El periodista Daniel Verdú debuta en la narrativa de no ficción con La bola (Alfaguara), una obra que reconstruye la enigmática figura de Mar de Marchis, impulsora de la revista cultural Jot Down. A través de una investigación basada en testimonios y documentos, el autor retrata también una etapa marcada por la crisis económica, la transformación de los medios y el auge de Internet como nuevo espacio de influencia.
Pocas figuras han despertado tanta curiosidad en el panorama cultural español como Mar de Marchis, el misterioso seudónimo tras el que se encontraba la impulsora de la revista Jot Down, uno de los proyectos editoriales más influyentes surgidos durante la crisis económica.
Ahora, el periodista de El País Daniel Verdú aborda esa historia en La bola, publicado por Alfaguara, un libro que mezcla investigación periodística y crónica social para reconstruir quién fue realmente la mujer que logró abrirse paso en el mundo de la cultura y el periodismo sin apenas mostrarse en público.
Un personaje que fascinó al mundo cultural
Según explica Verdú, el interés por Mar de Marchis comenzó en los primeros años de la pasada década, cuando su presencia en foros de Internet y posteriormente en el nacimiento de Jot Down despertó una enorme curiosidad.
La editora desarrolló gran parte de su actividad desde su propio domicilio debido a la agorafobia que padecía, una circunstancia que no le impidió establecer contacto con periodistas, escritores, intelectuales y personalidades de la cultura española.
Para el autor, una de las claves de su éxito fue su capacidad para conectar con las personas y comprender rápidamente cómo relacionarse con cada interlocutor.
Mucho más que la historia de una persona
Aunque el punto de partida del libro es la figura de Mar de Marchis, Daniel Verdú sostiene que La bola también pretende explicar una época.
El autor define la obra como una reconstrucción basada exclusivamente en hechos reales que sirve para analizar los profundos cambios vividos durante los últimos quince años en ámbitos como el periodismo, la cultura, la economía y las relaciones sociales.
Según explica, el contexto de crisis económica favoreció la aparición de nuevos proyectos editoriales digitales que comenzaron a competir con los grandes medios tradicionales y abrieron nuevas formas de comunicar.
El nacimiento de Jot Down
Uno de los momentos centrales del libro es la creación de Jot Down en 2012.
Verdú considera que el proyecto editorial surgió en un momento especialmente delicado para los medios de comunicación, cuando muchos lectores buscaban nuevas voces y formatos diferentes.
En ese contexto, la personalidad enigmática de Mar de Marchis contribuyó a aumentar el interés por una revista que acabaría convirtiéndose en un referente del periodismo cultural en España.
Una investigación sin ficción
El periodista insiste en que La bola no es una novela, sino una obra construida a partir de entrevistas, testimonios y documentos.
Según afirma, todos los acontecimientos narrados proceden de personas que conocieron a Mar de Marchis o de escritos que ella misma dejó, sin incorporar elementos de ficción.
El propósito, asegura, no era desmontar el personaje ni elaborar un retrato sensacionalista, sino comprender cómo una mujer prácticamente desconocida consiguió ejercer tanta influencia en el mundo cultural español.
Una historia ligada a Alicante e Italia
El interés personal de Daniel Verdú por esta historia también tiene un componente biográfico.

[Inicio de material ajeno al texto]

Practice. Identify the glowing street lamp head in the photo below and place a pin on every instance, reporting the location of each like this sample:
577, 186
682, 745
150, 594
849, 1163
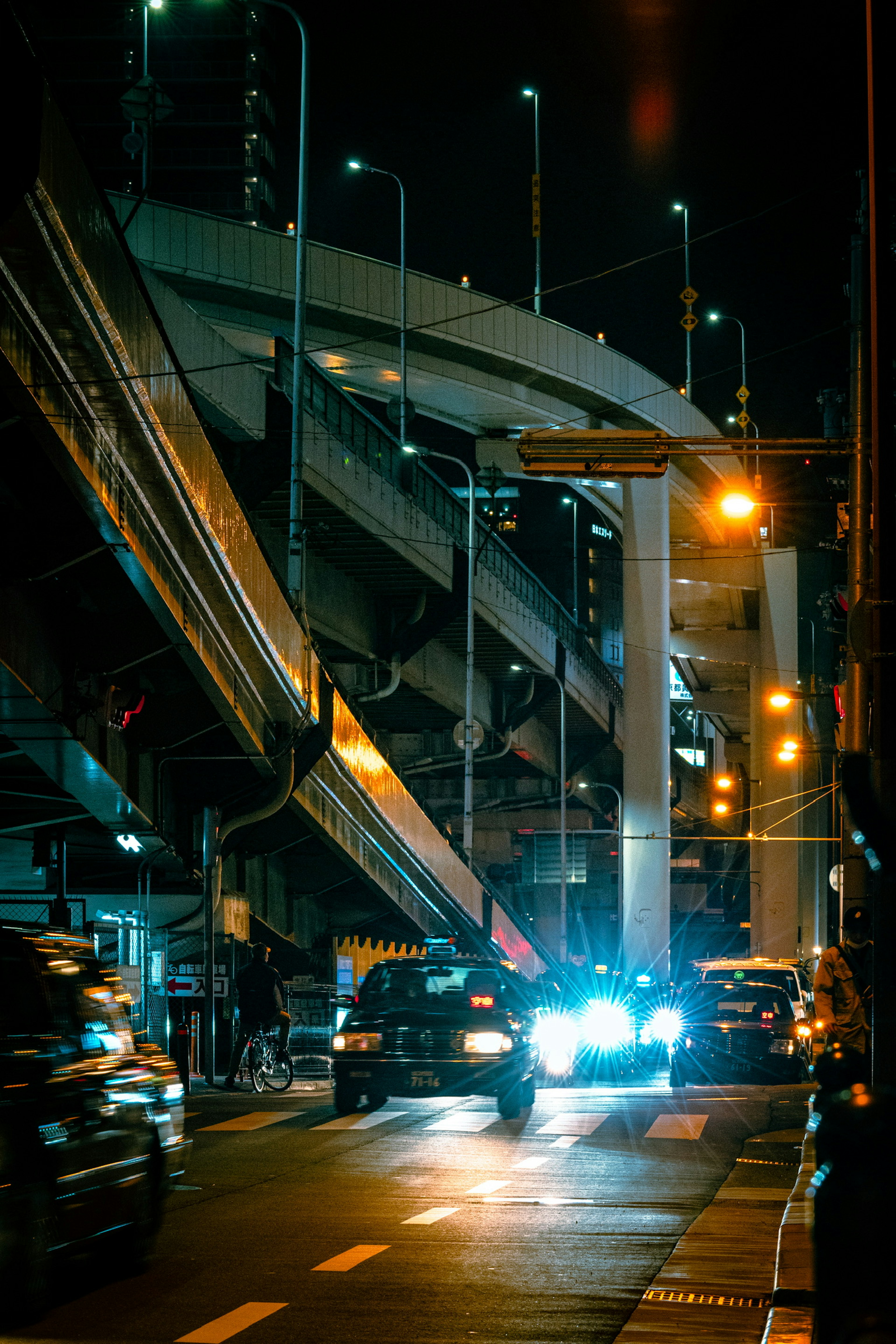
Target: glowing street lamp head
738, 506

Mientras trabajaba como corresponsal en Roma descubrió que Mar de Marchis se había instalado muy cerca de su domicilio en la capital italiana.
Además, ambos compartían vínculos con la provincia de Alicante, ya que la editora era natural de Santa Pola, muy cerca de Elche, ciudad con la que el periodista mantiene una estrecha relación familiar.
Estas coincidencias despertaron aún más su interés por investigar el personaje.
La polémica tras la publicación
La aparición del libro ha generado debate en redes sociales y entre personas próximas a Mar de Marchis, algunas de las cuales cuestionan la conveniencia de publicar una investigación sobre alguien fallecido que ya no puede responder o matizar determinados aspectos de su historia.
Daniel Verdú rechaza esas críticas y sostiene que limitar la escritura únicamente a personas vivas impediría abordar buena parte de las grandes biografías y obras periodísticas.
El autor defiende además que el enfoque de La bola parte del respeto y de la fascinación por un personaje complejo que, más allá de su propia historia personal, simboliza una etapa de profundos cambios en la cultura, los medios de comunicación y la manera de construir la influencia en Internet.